Cleaner: sanitizing a dataframe#

Very often, the first steps in preparing a dataframe for further use involve understanding the datatypes in the data and changing them into a more suitable format (e.g., from string to number or datetime).

The Cleaner aids with this by running the following set of transformations on each column:

  • Clean null strings: Replace strings typically used to represent missing values with a null value suitable for the column under consideration.

  • DropUninformative: Drop the column if it is considered “uninformative.” A column is considered “uninformative” if it contains only missing values (drop_null_fraction), only a constant value (drop_if_constant), or if all values are distinct (drop_if_unique). By default, the Cleaner keeps all columns unless they contain only missing values. Refer to Removing unneeded columns with DropUninformative and Cleaner for more detail on this operation.

Note

Setting drop_if_unique to True may lead to dropping columns that contain text or IDs. Numeric columns are never dropped by drop_if_unique.

  • ToDatetime: Parse datetimes represented as strings and return them as actual datetimes with the correct dtype. If datetime_format is provided, it is forwarded to ToDatetime. Otherwise, the format is guessed according to common datetime formats.

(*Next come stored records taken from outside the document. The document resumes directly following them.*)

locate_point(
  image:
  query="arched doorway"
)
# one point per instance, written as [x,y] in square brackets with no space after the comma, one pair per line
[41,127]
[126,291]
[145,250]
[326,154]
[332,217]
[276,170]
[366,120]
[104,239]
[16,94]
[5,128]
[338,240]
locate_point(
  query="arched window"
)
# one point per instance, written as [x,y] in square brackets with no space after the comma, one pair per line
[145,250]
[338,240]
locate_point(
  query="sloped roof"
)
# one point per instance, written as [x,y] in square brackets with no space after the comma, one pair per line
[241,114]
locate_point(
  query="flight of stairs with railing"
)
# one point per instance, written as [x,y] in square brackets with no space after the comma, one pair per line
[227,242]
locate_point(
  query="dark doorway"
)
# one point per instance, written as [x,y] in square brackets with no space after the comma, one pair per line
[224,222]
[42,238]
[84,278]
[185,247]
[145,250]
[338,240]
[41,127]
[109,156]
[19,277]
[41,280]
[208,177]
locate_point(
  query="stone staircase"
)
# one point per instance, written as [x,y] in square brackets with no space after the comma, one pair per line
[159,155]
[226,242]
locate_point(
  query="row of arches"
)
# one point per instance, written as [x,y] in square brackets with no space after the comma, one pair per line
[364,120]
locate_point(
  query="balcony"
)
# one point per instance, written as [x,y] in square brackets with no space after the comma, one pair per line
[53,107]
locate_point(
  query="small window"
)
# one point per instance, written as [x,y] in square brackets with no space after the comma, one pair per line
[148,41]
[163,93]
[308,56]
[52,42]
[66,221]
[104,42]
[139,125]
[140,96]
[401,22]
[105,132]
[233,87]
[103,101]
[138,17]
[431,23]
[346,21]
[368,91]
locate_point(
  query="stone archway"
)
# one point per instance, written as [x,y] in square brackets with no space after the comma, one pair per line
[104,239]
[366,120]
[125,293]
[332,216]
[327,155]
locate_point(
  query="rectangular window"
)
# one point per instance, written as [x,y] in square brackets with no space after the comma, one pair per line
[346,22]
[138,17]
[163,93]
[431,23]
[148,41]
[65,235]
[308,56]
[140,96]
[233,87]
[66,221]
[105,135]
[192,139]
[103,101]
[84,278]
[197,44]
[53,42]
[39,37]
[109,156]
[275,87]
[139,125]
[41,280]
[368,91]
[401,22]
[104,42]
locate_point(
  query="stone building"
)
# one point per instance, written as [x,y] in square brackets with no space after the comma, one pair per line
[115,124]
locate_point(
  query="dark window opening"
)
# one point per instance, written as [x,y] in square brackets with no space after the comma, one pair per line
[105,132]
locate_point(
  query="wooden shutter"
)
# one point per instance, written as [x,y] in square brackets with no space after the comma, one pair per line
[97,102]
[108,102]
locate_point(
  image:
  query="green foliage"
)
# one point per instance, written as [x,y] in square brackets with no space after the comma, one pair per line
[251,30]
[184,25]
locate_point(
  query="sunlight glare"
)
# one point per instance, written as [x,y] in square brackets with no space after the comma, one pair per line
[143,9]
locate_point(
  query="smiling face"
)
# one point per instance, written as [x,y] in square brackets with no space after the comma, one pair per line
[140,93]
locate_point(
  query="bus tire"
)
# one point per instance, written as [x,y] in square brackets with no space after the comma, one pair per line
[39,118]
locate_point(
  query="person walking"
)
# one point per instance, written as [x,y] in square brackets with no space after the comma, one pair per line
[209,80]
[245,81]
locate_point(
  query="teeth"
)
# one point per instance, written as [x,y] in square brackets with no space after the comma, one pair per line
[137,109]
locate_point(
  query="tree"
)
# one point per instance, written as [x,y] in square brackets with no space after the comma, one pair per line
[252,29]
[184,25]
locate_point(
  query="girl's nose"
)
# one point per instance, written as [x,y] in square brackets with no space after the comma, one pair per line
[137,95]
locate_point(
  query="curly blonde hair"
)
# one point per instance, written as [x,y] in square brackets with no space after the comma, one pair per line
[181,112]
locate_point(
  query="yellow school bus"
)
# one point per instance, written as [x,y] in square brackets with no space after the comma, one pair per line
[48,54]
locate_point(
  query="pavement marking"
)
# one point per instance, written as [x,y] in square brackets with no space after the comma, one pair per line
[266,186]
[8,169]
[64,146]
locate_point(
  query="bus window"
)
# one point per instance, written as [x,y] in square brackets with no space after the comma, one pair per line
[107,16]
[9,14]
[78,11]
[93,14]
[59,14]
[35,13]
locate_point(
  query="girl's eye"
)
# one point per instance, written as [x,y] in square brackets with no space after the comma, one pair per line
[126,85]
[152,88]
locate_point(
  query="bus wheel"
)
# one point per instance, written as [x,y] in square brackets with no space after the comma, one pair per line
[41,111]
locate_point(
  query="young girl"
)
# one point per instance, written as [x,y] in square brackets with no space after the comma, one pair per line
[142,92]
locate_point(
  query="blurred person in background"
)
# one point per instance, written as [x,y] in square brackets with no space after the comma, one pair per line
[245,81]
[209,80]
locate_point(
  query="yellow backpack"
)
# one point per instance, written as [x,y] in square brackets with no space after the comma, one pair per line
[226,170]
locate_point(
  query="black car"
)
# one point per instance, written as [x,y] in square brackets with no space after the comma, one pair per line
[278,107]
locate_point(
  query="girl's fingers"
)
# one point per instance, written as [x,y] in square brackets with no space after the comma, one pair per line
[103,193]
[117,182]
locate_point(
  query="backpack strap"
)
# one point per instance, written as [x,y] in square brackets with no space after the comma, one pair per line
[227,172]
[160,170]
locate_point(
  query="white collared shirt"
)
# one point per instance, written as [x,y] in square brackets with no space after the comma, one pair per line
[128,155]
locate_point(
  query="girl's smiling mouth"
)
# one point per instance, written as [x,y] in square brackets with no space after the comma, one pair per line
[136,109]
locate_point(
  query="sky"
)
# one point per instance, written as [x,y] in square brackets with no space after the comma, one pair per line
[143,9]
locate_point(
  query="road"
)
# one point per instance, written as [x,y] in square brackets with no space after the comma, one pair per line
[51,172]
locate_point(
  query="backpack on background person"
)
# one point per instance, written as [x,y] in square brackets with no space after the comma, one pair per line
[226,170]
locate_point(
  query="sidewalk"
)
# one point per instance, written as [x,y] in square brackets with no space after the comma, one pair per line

  • Clean categories: If the dtype of the column is detected as “Categorical”, process it based on the dataframe library (Pandas or Polars) to ensure consistent typing and avoid downstream issues.

  • Convert to strings: Convert columns to strings unless they have a more informative dtype, such as numeric, categorical, or datetime.

If numeric_dtype is set to float32, the Cleaner will also convert numeric columns to np.float32 dtype, ensuring a consistent representation of numbers and missing values. This can be useful if the Cleaner is used as a preprocessing step at the beginning of an ML pipeline.

The Cleaner is a scikit-learn compatible transformer:

>>> from skrub import Cleaner
>>> import pandas as pd
>>> df = pd.DataFrame({
...     "id": [1, 2, 3],
...     "all_missing": ["", "", ""],
...     "date": ["2024-05-05", "2024-05-06", "2024-05-07"],
... })
>>> df_clean = Cleaner().fit_transform(df)
>>> df_clean
      id       date
  0   1 2024-05-05
  1   2 2024-05-06
  2   3 2024-05-07
>>> df_clean.dtypes
id               int64
date    datetime64[ns]
dtype: object

Note that the "all_missing" column has been dropped, and that the "date" column has been correctly parsed as a datetime column.

Converting numeric dtypes to float32 with the Cleaner#

By default, when the Cleaner encounters numeric dtypes (e.g., int8, float64), it leaves them as-is. In some cases, it may be beneficial to have the same numeric dtype for all numeric columns to guarantee compatibility between values.

The Cleaner allows conversion of numeric features to float32 by setting the numeric_dtype parameter:

>>> from skrub import Cleaner
>>> cleaner = Cleaner(numeric_dtype="float32")
>>> import pandas as pd
>>> df = pd.DataFrame({
...     "id": [1, 2, 3],
... })
>>> df.dtypes
id    int64
dtype: object
>>> df_cleaned = cleaner.fit_transform(df)
>>> df_cleaned.dtypes
id    float32
dtype: object

Setting the dtype to float32 reduces RAM footprint for most use cases and ensures that all missing values have the same representation. This also ensures compatibility with scikit-learn transformers.